# Introduction
The motivation behind this notebook is to determine how strong a password is. And not just by looking at entropy analysis or how complex a password is, but by looking at the correlation of password strength and how it varies when compared against a number of different categories which we can categorize the password string by.

# Background Research
It is so often said to us that we should use passwords that are not common words. But let's say my password is 'klo$0', instead of what I would usually use (not) 'y@tin'.

Both these passwords are 8 characters each. The idea is that a computer program can probably guess these passwords in an insignificant amount of time can be worrying. Let's just try it ourselves and see how long it would take for a computer to find these two passwords:

In [1]:
import time
import string
import random

# all the characters that can be used in a password
all_chars = string.ascii_uppercase + string.ascii_lowercase + string.punctuation + string.digits
slen = len(all_chars)
# calculating time for random 5 character string:
start_rand = time.time()
check = ''.join(random.choice(all_chars) for _ in range(5))
end_rand = time.time()
elapsed = end_rand - start_rand
print("It took {0} seconds to guess a random 5 character string from a range of characters {1} characters long".format(elapsed, slen))

It took 0.00010609626770019531 seconds to guess a random 5 character string from a range of characters 94 characters long


We know that there are 6 possibilities, and we also know that there are 94 characters to chose from. So we can have 94^6 possible combinations of possible 6 character strings. As such, we can multiply the number of combinations with the amount of time it takes to compute one combination, and find out how much time (years) it would have at most taken to guess a random password of 6 characters. 

In [2]:
pos = 94 ** 5
total = pos * elapsed # total time taken
days = total / 86400 # seconds to days conversion
years = days / 365 # days to years conversion
print("It will take at most {0} years to guess your 5 character password!".format(years))

It will take at most 0.024690663884703364 years to guess your 5 character password!

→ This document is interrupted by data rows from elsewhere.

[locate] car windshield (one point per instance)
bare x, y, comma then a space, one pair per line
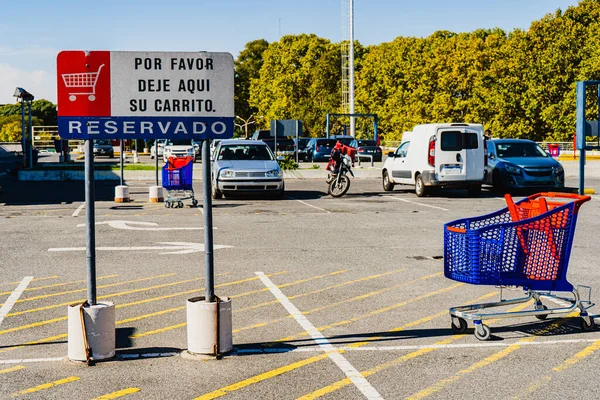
245, 152
179, 142
512, 150
367, 143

So if I don't change my password every 3 or so years, it could potentially be hacked. Now obviously my password is not that low, because let's observe what happens when we change the number of characters in the password from 5 to 12.

In [3]:
import pandas as pd
import numpy as np
from matplotlib import pyplot as plt
%matplotlib inline
import seaborn as sns

# define function to check for how long it would take to generate passowrd of n characters
pass_speeds = [] # parallel lists keeping track of speeds and corresponding number of chars
num_chars = []
def guess(n):
    check = ''.join(random.choice(all_chars) for _ in range(n))
    pos = 94 ** n
    total = pos * elapsed # total time taken
    days = total / 86400 # seconds to days conversion
    years = days / 365 # days to years conversion
    num_chars.append(n)
    pass_speeds.append(years)

# call function from ranges of 5 to 12 to populate dictionary with values
for i in range(5,13):
    guess(i)

# create data frame with speeds of corresponding password lengths
speeds = pd.DataFrame({"speed (years)": pass_speeds, "length of password (chars)": num_chars})
print(speeds)

   length of password (chars)  speed (years)
0                           5   2.469066e-02
1                           6   2.320922e+00
2                           7   2.181667e+02
3                           8   2.050767e+04
4                           9   1.927721e+06
5                          10   1.812058e+08
6                          11   1.703334e+10
7                          12   1.601134e+12


Look at that, the longer your password is, the longer it will take to crack it using a computer. At this point it is probably right to think that it might be a bit overkill to make a password of anything near 9 characters. But remember that these operations can be made easier with synchronization of more than one computer together, and these computers that which can probably operate at much, much higher speeds than mine. 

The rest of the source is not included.